É importante comparecer a perícia médica com laudos e documentos recentes, constando a confirmação do diagnóstico (CID11 6 A02) e não apenas um diagnóstico sugestivo, como acontece muitas vezes.
Conclusão
O Autismo é uma deficiência por lei, então, cabe ao profissional contratado naquele caso concreto, comprovar, através dos documentos mencionados que aquela criança possui um impedimento de longo prazo que a coloca em desigualdade de condições com outras crianças. Além disso, é importante também demonstrar as barreiras as quais enfrenta e que por tais razões, possui o direito a concessão do benefício.
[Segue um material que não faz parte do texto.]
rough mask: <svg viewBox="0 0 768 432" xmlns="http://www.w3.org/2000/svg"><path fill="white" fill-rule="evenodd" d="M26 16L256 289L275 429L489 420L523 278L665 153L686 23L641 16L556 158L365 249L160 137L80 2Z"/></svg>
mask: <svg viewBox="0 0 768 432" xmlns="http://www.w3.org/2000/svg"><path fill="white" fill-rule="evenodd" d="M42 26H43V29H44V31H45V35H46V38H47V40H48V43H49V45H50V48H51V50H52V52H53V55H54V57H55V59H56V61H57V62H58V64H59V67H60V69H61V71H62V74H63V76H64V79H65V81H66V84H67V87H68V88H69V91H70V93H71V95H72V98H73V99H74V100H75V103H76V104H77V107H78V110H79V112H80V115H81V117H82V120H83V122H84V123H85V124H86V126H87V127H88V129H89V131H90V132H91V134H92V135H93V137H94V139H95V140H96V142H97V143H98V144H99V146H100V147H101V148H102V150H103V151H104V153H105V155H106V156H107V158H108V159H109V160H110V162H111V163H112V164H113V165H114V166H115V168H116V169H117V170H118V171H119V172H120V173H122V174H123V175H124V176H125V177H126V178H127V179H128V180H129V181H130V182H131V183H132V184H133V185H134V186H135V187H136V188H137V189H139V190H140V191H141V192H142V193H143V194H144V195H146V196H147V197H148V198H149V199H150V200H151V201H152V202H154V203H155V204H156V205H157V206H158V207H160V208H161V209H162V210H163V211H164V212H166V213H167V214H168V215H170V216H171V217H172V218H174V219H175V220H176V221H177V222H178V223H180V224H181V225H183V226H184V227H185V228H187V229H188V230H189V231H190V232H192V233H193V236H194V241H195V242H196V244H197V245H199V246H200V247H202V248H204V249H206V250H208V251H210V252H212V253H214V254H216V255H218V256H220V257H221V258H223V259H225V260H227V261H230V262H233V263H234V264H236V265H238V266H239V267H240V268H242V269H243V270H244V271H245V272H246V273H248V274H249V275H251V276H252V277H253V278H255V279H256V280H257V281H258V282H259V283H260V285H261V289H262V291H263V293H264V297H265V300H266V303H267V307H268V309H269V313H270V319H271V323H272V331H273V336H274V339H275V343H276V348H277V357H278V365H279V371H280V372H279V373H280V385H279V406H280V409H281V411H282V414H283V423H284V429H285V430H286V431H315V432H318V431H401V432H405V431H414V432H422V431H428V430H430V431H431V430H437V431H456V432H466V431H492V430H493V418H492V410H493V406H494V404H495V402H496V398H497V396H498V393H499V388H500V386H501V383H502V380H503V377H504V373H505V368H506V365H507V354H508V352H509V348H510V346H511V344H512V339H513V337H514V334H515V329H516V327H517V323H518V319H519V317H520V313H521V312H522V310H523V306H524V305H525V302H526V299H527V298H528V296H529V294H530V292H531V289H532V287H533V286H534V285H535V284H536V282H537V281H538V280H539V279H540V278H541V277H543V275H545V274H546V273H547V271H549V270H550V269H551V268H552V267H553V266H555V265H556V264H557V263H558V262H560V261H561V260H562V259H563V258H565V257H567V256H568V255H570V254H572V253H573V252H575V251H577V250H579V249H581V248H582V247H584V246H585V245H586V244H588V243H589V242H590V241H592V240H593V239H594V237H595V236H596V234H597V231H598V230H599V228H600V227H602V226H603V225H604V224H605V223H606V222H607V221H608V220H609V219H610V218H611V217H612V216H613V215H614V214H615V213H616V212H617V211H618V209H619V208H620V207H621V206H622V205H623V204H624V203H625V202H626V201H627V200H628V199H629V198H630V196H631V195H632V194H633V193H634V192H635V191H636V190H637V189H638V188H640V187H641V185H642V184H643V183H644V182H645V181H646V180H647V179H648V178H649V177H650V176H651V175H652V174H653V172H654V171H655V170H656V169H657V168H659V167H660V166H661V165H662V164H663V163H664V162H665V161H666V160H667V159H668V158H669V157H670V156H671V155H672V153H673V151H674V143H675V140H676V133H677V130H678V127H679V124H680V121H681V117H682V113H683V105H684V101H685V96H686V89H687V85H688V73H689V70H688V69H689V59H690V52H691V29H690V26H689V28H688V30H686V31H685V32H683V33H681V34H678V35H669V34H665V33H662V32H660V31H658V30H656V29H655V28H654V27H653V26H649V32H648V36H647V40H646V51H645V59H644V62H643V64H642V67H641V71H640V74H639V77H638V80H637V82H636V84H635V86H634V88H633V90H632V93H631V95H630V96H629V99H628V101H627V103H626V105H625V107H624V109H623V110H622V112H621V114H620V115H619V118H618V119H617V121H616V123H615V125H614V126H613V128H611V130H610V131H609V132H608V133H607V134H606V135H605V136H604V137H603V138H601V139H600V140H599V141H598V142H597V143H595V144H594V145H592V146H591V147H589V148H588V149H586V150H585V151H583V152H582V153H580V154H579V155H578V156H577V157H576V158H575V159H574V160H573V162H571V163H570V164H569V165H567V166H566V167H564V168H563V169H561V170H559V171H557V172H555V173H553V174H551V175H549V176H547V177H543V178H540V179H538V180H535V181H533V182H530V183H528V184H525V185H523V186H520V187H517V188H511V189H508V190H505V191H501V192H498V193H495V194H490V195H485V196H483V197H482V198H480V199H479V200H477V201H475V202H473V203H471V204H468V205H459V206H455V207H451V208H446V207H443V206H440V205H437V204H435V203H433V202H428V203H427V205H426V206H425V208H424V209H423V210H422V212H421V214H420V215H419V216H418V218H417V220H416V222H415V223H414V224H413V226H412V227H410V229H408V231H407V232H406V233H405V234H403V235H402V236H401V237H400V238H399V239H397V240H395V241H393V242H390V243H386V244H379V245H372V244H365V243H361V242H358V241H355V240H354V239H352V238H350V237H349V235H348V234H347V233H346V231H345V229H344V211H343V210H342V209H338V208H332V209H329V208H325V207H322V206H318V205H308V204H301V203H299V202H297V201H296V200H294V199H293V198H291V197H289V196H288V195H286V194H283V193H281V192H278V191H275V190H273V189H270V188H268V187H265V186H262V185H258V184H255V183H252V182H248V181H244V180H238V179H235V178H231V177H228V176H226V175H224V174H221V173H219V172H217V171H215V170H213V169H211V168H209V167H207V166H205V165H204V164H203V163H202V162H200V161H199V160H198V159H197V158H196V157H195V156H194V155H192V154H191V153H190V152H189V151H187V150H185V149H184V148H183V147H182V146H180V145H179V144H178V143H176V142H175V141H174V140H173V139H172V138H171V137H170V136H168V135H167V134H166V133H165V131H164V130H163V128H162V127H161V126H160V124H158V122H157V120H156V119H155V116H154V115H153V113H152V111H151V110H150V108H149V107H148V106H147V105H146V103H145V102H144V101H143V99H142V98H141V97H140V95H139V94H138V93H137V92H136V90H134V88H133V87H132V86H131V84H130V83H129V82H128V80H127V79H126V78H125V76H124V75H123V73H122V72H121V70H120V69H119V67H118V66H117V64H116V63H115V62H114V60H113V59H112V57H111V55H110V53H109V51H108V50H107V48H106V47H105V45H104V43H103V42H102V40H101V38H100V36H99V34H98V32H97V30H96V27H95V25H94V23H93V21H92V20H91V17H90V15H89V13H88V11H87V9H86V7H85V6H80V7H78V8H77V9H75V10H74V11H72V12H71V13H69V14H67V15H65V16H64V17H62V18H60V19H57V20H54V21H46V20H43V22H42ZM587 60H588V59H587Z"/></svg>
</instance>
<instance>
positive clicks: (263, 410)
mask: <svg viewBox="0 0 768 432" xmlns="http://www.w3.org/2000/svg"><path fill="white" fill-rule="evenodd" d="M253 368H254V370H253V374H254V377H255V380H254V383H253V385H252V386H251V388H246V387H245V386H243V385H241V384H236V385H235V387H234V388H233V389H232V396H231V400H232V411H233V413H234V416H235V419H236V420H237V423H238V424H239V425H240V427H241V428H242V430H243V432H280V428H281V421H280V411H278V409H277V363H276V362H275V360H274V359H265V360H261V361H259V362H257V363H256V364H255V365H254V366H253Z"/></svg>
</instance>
Essa breve explanação não teve o intuito de esgotar o tema, mas sim de mostrar que a concessão do Benefício de Prestação Continuada é um dever do Estado – previsto na Constituição Federal de 1988 – para amparar as famílias vulneráveis e que se encontram em miserabilidade.
A nós, previdenciaristas especializados, cabe zelar por este cumprimento, com os devidos cuidados e respeito a vida qual foi confiada em nossas mãos.